The Makita Drill

Author

Giovanni Forchini

Published

January 26, 2017

Data Scientist: The Sexiest Job of the 21st Century” was the title of an HBR article from 2012. It is unclear what a data scientist is, but it seems to be an individual who uses data to solve problems. In this sense, econometricians are data scientists.

Using data to solve problems involves the use of mathematics, statistics, programming, quantitative reasoning and initiative. Although many people decide to adopt the title of ‘data scientist’, I believe these skills are and will continue to be in short supply for the foreseeable future, at least based on my experience in the UK and Australia.

In the 20th Century, one would generally teach statistics and econometrics using mathematical tools such as matrices, vectors, linear algebra, calculus, etc. These are now rarely used outside PhD level. Knowledge of mathematics and technical concepts among statistics and econometrics students is very limited. Explanations are often replaced by ‘hand waving’. Intuition, which used to supplement the understanding of a result or a technique, has become the ‘understanding’ - some of my more inquisitive students have found the lack of detail in the treatment of key results frustrating. In addition, the mathematics used is often taught in a very procedural way which does not emphasise conceptual understanding. In the past, universities used to encourage problem solving, but this is often no longer considered a priority. Teachers are pressured not to fail students and to make sure that a large proportion of students is awarded top marks. Learning to solve problems involves both effort and possible failure and this is no longer acceptable - see the THES article “Prepare students ‘to fail’ so they can learn, report suggests”. In a 2012 RSA report, it is stated that “English universities are sidelining quantitative and mathematical content because students and staff lack the requisite confidence and ability”. Students are, therefore, often not enabled to build on their technical knowledge and to tackle non-routine problems.

This tendency to avoid technical details appears to be becoming more pervasive in society as a whole. The same 2012 RSA report remarked that in Japan and China, more than 50% of degrees are awarded in STEM subjects, but this percentage reduces to less than 25% in the UK and only 16% in the US. Similar concerns have been raised in Australia. An article in THES in December 2016 emphasises that ‘reading popular science articles causes non-scientists to overrate their expertise’. LinkedIn groups on data science are full of articles with fancy titles, lots of waffle and little substance that are authored by individuals who self proclaim to be evangelists, pioneers, leaders, champions etc. Similarly, job specs for data scientist are full of the latest buzzwords but lack content. Skills required are often listed as R, SAS, Python, Tableau, etc.

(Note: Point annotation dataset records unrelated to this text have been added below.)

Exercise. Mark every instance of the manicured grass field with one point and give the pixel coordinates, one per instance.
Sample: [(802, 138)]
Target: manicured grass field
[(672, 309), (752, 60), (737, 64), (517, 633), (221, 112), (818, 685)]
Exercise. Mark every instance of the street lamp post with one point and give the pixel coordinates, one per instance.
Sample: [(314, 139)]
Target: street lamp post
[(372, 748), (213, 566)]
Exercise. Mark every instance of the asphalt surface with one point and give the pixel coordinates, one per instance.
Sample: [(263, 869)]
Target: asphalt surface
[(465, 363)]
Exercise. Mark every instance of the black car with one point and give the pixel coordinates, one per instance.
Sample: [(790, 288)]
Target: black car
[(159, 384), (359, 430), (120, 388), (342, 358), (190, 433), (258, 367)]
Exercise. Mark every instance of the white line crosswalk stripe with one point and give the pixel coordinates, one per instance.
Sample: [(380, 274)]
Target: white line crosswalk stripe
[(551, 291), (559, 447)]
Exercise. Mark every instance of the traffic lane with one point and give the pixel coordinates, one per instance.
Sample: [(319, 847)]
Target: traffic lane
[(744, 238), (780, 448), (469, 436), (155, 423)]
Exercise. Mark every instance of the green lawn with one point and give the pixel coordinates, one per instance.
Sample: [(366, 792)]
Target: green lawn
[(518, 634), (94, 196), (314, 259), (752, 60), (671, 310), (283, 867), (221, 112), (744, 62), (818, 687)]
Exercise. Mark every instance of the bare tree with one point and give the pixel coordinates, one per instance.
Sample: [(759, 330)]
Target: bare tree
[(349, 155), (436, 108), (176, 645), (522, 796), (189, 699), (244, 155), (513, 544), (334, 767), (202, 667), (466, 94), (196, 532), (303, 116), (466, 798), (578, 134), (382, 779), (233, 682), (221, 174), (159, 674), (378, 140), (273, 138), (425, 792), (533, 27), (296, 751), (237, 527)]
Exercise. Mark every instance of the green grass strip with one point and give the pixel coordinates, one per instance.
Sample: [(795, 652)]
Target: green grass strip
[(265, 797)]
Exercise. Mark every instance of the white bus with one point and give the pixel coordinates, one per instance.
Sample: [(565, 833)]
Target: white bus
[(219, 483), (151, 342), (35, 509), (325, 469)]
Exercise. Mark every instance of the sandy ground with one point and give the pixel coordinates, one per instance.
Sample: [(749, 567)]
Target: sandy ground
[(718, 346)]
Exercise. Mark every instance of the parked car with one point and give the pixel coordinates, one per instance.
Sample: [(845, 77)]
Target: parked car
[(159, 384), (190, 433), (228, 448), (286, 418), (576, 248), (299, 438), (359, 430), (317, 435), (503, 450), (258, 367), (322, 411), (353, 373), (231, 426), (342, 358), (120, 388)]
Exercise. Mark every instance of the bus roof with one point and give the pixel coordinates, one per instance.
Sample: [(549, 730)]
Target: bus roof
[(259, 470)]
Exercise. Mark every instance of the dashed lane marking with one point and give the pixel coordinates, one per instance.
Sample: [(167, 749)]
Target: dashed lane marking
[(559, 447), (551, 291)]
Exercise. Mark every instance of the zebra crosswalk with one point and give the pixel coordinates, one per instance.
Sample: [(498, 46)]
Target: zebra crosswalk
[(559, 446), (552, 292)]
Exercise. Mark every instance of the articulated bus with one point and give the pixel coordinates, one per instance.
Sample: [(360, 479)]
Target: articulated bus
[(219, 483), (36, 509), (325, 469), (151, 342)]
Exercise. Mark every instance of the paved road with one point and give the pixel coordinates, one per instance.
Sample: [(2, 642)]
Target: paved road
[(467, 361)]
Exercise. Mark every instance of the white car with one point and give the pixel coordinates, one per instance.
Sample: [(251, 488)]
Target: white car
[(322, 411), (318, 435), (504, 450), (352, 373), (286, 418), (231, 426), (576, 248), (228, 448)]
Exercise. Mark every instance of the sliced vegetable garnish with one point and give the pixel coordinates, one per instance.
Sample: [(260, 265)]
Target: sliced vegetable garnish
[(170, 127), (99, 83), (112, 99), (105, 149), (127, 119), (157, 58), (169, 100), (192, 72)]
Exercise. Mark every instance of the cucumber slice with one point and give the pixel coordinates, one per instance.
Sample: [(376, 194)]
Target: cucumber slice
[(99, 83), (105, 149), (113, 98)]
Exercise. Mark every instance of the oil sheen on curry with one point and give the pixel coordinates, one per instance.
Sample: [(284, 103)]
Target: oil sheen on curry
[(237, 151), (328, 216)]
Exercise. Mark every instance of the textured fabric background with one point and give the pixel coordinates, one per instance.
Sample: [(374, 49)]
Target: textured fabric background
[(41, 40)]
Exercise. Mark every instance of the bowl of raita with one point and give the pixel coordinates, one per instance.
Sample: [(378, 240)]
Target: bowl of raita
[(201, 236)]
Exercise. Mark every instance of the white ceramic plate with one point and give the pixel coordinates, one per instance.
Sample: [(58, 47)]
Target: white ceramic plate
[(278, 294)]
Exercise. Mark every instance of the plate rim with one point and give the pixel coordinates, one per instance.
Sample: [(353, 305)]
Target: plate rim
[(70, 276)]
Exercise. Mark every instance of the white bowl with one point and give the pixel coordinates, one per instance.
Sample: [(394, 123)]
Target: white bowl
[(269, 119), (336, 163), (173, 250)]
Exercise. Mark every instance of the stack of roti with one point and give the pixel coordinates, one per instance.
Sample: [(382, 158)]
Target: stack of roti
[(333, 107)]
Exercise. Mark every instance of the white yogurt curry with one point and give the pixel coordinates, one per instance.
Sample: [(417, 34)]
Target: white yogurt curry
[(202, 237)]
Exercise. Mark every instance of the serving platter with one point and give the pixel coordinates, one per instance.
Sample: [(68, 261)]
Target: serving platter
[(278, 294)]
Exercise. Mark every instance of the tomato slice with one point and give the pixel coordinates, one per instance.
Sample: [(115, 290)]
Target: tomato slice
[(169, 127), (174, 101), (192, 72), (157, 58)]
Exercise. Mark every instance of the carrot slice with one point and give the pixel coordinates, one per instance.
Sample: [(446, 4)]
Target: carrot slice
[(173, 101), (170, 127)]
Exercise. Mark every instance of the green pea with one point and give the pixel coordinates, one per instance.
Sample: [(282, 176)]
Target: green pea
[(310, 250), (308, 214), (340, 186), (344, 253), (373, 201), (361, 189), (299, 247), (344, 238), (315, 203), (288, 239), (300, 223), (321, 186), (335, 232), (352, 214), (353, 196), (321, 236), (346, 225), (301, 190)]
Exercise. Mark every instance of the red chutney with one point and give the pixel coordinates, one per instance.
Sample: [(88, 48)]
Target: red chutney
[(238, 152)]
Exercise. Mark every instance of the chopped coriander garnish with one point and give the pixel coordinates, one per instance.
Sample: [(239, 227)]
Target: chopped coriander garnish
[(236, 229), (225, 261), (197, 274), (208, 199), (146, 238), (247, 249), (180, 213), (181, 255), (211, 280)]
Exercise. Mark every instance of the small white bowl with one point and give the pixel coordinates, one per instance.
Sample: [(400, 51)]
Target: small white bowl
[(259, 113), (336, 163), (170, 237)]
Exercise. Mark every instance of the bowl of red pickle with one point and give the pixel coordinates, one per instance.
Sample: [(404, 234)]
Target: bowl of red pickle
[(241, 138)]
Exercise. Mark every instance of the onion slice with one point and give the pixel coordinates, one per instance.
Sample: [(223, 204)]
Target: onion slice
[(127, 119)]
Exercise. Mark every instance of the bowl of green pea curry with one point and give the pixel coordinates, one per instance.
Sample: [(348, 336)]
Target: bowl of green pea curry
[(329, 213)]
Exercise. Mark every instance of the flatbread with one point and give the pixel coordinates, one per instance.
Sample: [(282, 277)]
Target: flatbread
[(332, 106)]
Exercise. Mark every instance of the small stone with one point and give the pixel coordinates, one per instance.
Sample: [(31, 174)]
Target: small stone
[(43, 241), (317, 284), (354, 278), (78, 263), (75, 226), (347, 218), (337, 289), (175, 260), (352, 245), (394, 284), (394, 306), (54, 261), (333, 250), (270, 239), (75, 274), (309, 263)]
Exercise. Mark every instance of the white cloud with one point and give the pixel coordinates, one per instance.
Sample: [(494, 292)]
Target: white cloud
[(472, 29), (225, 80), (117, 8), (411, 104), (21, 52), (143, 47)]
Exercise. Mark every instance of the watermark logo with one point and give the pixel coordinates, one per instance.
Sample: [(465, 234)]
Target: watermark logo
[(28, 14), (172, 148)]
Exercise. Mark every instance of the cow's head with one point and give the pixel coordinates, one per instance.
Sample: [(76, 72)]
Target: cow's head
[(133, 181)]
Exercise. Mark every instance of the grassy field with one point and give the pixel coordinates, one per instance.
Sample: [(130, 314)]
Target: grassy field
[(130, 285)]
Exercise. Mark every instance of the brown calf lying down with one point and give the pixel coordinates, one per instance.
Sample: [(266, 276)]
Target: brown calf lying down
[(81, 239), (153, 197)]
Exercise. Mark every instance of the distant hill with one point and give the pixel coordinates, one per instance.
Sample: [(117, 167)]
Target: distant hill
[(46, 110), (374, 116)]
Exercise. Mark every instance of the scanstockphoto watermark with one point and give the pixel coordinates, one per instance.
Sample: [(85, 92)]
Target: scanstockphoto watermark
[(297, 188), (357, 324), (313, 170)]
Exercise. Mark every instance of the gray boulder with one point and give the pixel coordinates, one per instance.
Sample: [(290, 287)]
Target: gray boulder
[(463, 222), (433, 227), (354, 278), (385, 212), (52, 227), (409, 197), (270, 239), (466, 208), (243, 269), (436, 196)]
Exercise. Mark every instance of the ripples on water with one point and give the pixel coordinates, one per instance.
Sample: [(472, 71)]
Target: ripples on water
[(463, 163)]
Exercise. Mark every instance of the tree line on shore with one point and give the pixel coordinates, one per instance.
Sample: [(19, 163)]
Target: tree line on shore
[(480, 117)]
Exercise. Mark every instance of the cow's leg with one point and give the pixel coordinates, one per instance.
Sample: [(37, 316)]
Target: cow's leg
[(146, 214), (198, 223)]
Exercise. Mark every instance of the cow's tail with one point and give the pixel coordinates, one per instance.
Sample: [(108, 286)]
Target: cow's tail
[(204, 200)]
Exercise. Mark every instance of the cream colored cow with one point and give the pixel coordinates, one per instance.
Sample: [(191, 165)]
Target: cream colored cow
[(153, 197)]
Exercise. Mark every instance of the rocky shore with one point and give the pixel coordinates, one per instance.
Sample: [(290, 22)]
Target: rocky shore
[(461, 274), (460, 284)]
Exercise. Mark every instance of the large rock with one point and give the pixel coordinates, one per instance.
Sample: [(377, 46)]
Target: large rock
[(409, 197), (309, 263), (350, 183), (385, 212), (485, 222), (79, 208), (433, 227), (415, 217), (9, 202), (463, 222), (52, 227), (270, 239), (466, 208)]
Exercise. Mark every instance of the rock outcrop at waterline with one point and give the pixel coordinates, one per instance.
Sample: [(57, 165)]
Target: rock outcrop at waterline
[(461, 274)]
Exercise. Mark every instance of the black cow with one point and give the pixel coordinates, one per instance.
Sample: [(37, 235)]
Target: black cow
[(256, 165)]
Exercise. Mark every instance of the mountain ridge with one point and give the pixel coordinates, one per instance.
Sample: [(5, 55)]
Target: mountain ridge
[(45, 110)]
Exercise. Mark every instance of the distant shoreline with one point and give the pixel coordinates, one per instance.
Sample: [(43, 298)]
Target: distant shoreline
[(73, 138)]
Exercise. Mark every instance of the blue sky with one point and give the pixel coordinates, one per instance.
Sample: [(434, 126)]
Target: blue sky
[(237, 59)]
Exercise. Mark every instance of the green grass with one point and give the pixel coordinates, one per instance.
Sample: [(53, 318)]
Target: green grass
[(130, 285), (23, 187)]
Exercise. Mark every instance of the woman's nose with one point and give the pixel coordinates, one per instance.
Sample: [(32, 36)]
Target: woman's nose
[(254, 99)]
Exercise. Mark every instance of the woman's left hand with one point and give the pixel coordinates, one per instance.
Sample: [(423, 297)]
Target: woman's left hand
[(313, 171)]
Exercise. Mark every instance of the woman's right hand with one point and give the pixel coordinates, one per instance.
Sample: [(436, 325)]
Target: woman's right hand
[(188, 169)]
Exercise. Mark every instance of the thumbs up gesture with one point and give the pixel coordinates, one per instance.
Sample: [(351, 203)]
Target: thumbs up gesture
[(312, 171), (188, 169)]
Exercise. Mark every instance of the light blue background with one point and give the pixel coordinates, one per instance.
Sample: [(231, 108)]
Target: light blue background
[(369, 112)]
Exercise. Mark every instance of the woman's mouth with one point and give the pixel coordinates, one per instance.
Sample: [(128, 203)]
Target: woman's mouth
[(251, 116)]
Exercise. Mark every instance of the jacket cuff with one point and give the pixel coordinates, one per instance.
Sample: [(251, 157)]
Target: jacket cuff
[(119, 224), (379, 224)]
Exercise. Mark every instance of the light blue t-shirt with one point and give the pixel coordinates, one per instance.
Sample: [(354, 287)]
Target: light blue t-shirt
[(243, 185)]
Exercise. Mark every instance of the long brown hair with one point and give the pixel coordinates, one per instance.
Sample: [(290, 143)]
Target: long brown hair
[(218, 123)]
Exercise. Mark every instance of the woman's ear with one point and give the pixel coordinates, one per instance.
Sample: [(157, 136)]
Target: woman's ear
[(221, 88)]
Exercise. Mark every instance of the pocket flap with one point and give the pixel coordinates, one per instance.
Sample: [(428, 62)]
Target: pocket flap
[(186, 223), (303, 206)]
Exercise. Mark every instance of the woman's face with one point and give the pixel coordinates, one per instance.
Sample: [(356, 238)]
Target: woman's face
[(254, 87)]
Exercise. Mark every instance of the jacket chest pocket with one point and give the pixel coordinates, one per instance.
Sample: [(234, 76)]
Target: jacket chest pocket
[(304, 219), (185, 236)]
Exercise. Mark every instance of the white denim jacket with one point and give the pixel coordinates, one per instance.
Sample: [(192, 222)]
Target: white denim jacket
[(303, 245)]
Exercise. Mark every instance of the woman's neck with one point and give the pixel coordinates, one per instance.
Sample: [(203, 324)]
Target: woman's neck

However, these are not skills but tools - it is as if a builder has the skills to use a Makita drill, but not a different brand. If one understands concepts and methods, it takes close to no time to choose the right tool for the job and to learn the correct way of using it. On the other hand, knowing how to use a tool does not guarantee that the analysts know what they are doing: the builder may know how to operate the Makita drill but may have no clue about where to drill or what drill bits to use, and, as we all know, this leads to expensive mistakes and wasted time.

A simple look at any Kaggle competition shows that many competitors can reach good positions in the leaderboard by arbitrarily changing a few values in a previously publicly shared procedure. They can use the tools, but they are just guessing where to drill. By chance, they may find a wall stud but they may also drill through a water pipe or an electric cable or may irresponsibly fix a heavy load bearing shelf on a plasterboard wall. Do these individuals have the skills of a data scientist? Are these the type of data scientists that add value to a company, a business, a research project or society in general? Is this the type of data science we should teach and encourage? Is this type of data science really the sexiest job of the 21st Century?